= World Baptist Fellowship =

Separatist fundamentalist Baptist organisation

The World Baptist Fellowship (WBF) is a separatist fundamentalist Independent Baptist organization. The organization was founded by J. Frank Norris (1877–1952) of Texas, a southern fundamentalist leader in the first half of the 20th century. It is headquartered in Arlington, Texas.

== History ==
J. Frank Norris became a combatant in the fundamentalist/modernist controversy. He edited a paper entitled The Fundamentalist. Both the Southern Baptist Convention and the Baptist General Convention of Texas expelled Norris because of his controversial behavior. Norris, C. P. Staley and others formed the Premillennial Missionary Baptist Fellowship in 1933 at Fort Worth, Texas. In 1938, the name was changed to World Fundamental Baptist Missionary Fellowship and then to World Baptist Fellowship (WBF) after the schism that created the Baptist Bible Fellowship International in 1950. The WBF was again divided in 1984, when a group led by Raymond W. Barber established the Independent Baptist Fellowship International and the Norris Bible Baptist Institute.

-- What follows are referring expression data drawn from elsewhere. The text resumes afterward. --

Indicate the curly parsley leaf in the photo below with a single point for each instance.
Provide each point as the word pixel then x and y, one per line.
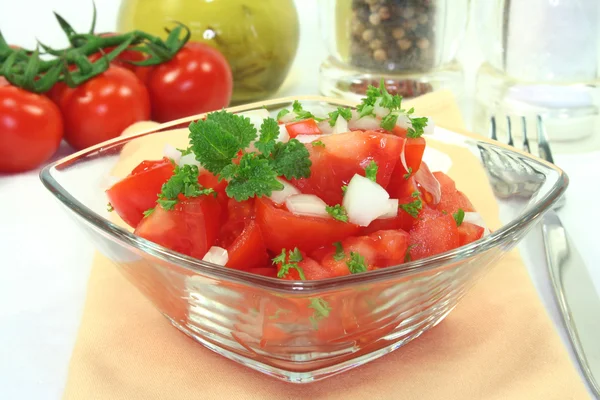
pixel 371 171
pixel 389 121
pixel 356 264
pixel 414 206
pixel 269 131
pixel 345 113
pixel 417 128
pixel 337 212
pixel 254 176
pixel 322 310
pixel 339 252
pixel 218 139
pixel 459 216
pixel 291 159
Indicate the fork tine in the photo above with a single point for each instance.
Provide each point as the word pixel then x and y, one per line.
pixel 493 135
pixel 509 128
pixel 525 139
pixel 544 146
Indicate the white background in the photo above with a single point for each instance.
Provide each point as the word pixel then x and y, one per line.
pixel 46 260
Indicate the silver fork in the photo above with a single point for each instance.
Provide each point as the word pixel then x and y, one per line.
pixel 573 288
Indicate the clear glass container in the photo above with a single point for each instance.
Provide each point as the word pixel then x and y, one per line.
pixel 411 44
pixel 269 324
pixel 548 65
pixel 259 38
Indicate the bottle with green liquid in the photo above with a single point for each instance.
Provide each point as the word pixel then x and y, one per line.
pixel 259 38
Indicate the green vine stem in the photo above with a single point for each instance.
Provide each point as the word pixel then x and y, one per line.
pixel 26 69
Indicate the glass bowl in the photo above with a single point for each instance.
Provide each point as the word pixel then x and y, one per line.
pixel 297 331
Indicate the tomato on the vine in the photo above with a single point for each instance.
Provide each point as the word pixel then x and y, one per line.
pixel 31 129
pixel 198 79
pixel 101 108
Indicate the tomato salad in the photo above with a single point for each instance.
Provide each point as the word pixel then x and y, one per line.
pixel 300 197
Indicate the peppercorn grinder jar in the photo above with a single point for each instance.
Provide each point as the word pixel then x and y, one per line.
pixel 411 44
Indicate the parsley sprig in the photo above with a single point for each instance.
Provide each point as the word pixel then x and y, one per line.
pixel 371 171
pixel 293 258
pixel 414 206
pixel 337 212
pixel 459 216
pixel 184 181
pixel 219 139
pixel 393 103
pixel 345 113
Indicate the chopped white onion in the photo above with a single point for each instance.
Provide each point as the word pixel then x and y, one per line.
pixel 172 153
pixel 216 255
pixel 365 201
pixel 279 196
pixel 403 156
pixel 284 136
pixel 189 159
pixel 476 219
pixel 306 204
pixel 308 138
pixel 427 180
pixel 324 127
pixel 392 209
pixel 341 125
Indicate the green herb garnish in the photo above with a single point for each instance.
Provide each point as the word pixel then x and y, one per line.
pixel 339 252
pixel 345 113
pixel 414 206
pixel 459 216
pixel 337 212
pixel 371 171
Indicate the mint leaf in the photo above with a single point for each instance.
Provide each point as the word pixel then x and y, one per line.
pixel 269 131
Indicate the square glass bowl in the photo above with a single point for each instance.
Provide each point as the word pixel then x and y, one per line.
pixel 299 331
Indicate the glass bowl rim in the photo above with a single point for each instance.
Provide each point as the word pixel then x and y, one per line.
pixel 195 265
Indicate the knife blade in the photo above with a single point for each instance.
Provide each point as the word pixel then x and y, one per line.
pixel 576 296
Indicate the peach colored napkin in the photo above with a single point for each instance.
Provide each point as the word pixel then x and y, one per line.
pixel 497 344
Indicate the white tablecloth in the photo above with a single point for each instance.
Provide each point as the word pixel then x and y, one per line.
pixel 46 260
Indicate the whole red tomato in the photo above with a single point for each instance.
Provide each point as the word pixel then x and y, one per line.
pixel 198 79
pixel 101 108
pixel 31 129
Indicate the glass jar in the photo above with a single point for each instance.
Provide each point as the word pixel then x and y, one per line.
pixel 259 38
pixel 411 44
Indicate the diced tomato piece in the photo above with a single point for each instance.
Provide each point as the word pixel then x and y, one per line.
pixel 248 249
pixel 380 249
pixel 312 271
pixel 468 232
pixel 138 191
pixel 282 229
pixel 304 127
pixel 190 227
pixel 343 156
pixel 451 199
pixel 208 180
pixel 433 233
pixel 413 155
pixel 236 215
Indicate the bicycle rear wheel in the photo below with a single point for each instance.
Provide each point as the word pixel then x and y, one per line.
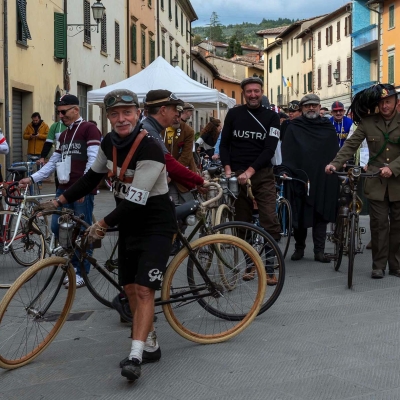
pixel 267 249
pixel 207 319
pixel 284 213
pixel 102 280
pixel 352 249
pixel 34 310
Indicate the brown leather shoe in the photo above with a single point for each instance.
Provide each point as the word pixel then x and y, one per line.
pixel 377 273
pixel 249 274
pixel 272 280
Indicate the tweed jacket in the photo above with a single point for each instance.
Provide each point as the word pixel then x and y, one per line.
pixel 373 128
pixel 181 148
pixel 35 144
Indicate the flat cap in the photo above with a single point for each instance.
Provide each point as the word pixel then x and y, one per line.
pixel 188 106
pixel 252 79
pixel 161 97
pixel 120 97
pixel 67 100
pixel 310 99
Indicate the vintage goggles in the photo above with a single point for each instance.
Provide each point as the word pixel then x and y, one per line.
pixel 125 98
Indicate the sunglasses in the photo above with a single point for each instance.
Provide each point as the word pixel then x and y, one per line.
pixel 63 112
pixel 125 98
pixel 293 107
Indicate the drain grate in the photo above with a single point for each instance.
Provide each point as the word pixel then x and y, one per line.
pixel 76 316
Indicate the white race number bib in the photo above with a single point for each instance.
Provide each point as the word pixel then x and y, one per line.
pixel 138 196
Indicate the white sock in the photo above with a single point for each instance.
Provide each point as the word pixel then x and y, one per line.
pixel 151 342
pixel 136 350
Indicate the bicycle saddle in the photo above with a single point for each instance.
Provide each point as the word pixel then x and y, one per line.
pixel 184 210
pixel 17 169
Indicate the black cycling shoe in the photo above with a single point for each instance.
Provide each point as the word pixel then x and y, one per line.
pixel 132 370
pixel 147 357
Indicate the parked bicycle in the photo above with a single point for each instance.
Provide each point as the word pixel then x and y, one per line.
pixel 194 297
pixel 346 235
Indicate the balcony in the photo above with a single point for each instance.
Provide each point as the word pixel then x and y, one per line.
pixel 365 38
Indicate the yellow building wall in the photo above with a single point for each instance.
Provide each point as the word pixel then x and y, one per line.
pixel 391 41
pixel 33 70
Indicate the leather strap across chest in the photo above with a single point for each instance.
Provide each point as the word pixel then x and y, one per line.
pixel 128 158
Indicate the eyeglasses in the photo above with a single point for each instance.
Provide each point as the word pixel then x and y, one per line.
pixel 125 98
pixel 293 107
pixel 63 112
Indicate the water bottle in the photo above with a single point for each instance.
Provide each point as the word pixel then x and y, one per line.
pixel 233 185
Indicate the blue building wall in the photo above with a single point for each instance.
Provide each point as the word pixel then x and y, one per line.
pixel 361 59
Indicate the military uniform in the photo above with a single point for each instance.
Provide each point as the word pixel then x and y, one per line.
pixel 383 139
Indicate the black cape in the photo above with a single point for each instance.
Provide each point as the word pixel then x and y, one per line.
pixel 310 145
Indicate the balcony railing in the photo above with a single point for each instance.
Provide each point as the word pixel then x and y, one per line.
pixel 366 38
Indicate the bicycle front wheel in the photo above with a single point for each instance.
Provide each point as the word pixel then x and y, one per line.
pixel 201 312
pixel 284 213
pixel 34 310
pixel 352 249
pixel 102 279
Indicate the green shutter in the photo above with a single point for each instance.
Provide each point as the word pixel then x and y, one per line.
pixel 391 69
pixel 60 35
pixel 133 43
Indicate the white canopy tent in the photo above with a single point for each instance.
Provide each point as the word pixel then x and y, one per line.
pixel 161 75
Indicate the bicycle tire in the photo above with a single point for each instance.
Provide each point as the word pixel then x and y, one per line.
pixel 338 247
pixel 24 331
pixel 210 324
pixel 267 249
pixel 284 213
pixel 26 249
pixel 102 280
pixel 352 251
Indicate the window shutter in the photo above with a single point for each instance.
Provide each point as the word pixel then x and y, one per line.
pixel 60 35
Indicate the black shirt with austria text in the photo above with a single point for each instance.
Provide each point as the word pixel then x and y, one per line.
pixel 244 142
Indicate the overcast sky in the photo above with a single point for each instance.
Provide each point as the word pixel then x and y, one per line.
pixel 238 11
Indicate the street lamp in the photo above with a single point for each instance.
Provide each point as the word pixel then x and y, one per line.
pixel 98 12
pixel 175 61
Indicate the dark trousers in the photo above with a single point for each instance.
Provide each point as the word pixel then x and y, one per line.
pixel 263 188
pixel 318 232
pixel 385 233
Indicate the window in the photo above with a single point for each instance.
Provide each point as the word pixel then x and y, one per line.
pixel 347 26
pixel 117 42
pixel 86 22
pixel 60 35
pixel 23 33
pixel 329 75
pixel 391 69
pixel 328 35
pixel 134 43
pixel 338 69
pixel 152 48
pixel 391 16
pixel 348 68
pixel 319 77
pixel 104 34
pixel 143 62
pixel 181 22
pixel 309 81
pixel 278 61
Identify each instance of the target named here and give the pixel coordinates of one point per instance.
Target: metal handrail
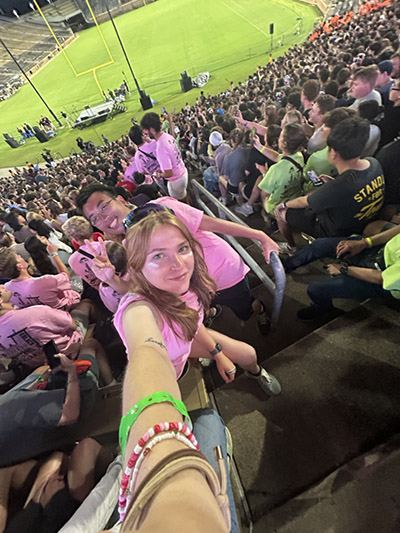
(277, 287)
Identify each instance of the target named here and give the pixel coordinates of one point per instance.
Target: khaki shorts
(177, 188)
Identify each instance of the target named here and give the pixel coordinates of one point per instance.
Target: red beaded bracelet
(179, 431)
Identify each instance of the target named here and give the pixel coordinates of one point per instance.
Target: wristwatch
(217, 349)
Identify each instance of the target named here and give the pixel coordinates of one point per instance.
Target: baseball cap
(215, 138)
(386, 66)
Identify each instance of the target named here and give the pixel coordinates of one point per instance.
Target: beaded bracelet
(131, 416)
(368, 242)
(125, 493)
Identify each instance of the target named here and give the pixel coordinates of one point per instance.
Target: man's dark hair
(311, 90)
(151, 120)
(325, 102)
(135, 135)
(349, 137)
(87, 192)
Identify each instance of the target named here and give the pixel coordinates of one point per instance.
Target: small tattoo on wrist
(159, 343)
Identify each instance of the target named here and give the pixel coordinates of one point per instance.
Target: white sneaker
(284, 248)
(269, 384)
(245, 209)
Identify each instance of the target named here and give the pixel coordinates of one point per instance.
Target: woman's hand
(257, 143)
(224, 365)
(52, 248)
(66, 363)
(334, 269)
(261, 168)
(268, 246)
(102, 267)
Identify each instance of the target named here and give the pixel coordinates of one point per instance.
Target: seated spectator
(52, 290)
(8, 241)
(283, 181)
(233, 166)
(145, 157)
(390, 125)
(322, 105)
(375, 275)
(345, 205)
(49, 400)
(220, 150)
(384, 80)
(168, 156)
(249, 189)
(39, 227)
(318, 161)
(309, 93)
(362, 86)
(24, 332)
(18, 225)
(80, 230)
(370, 111)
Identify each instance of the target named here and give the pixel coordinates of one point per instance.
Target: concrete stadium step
(362, 497)
(340, 397)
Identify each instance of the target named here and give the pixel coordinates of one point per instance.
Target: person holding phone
(168, 156)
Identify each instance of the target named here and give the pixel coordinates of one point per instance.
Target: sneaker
(269, 384)
(284, 248)
(229, 446)
(263, 322)
(245, 209)
(315, 311)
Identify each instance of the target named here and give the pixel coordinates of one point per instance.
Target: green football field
(228, 38)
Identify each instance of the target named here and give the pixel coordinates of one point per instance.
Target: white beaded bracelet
(146, 451)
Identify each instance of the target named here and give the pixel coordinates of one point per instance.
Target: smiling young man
(342, 206)
(111, 214)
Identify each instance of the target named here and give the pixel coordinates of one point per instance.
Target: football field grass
(228, 38)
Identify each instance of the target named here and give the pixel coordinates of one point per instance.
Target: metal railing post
(276, 287)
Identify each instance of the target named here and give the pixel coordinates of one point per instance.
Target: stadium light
(145, 100)
(29, 81)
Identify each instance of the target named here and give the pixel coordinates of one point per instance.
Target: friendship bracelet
(126, 482)
(131, 416)
(146, 451)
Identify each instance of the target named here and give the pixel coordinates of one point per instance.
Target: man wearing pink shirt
(111, 214)
(168, 156)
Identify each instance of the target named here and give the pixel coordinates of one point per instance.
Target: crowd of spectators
(106, 247)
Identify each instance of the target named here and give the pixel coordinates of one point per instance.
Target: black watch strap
(217, 349)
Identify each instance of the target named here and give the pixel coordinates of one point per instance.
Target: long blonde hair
(171, 307)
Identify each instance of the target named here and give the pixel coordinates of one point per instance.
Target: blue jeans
(210, 178)
(323, 291)
(316, 250)
(209, 430)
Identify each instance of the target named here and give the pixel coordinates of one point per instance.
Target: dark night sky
(22, 6)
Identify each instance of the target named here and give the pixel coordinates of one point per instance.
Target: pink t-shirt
(130, 170)
(81, 265)
(178, 349)
(169, 156)
(23, 332)
(54, 291)
(109, 297)
(224, 264)
(147, 164)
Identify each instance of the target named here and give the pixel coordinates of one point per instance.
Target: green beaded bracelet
(129, 419)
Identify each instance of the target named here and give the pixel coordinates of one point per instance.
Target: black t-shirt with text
(348, 203)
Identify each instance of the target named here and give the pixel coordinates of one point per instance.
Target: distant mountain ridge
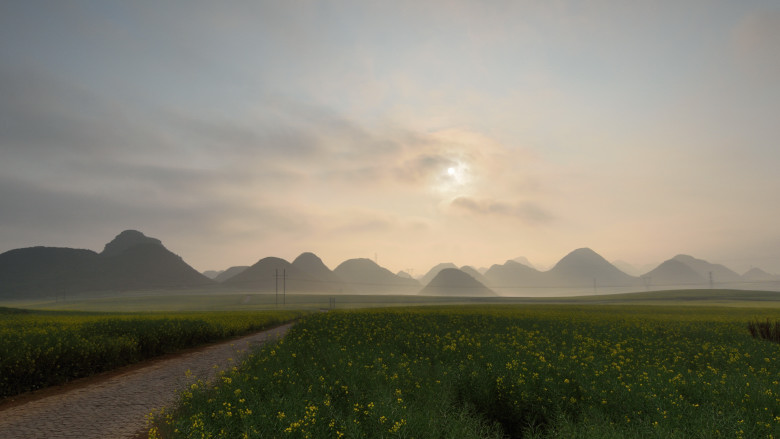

Arlington Baptist University (the Fellowship's official educational institution) was founded in 1939 as Fundamental Baptist Bible Institute.

The World Baptist Fellowship had 945 churches in 1995, with its primary strength in Texas, Florida and Ohio. More than half of these churches also participate in other independent fundamental Baptist fellowships.

==Organization==
The WBF considers itself a missions agency. Its missionary work is headed by the Mission Committee, whose members are nominated by the existing committee and approved by the General Assembly in annual meeting. In 2003, the WBF had 85 approved missionaries. National Fellowship meetings are held twice per year.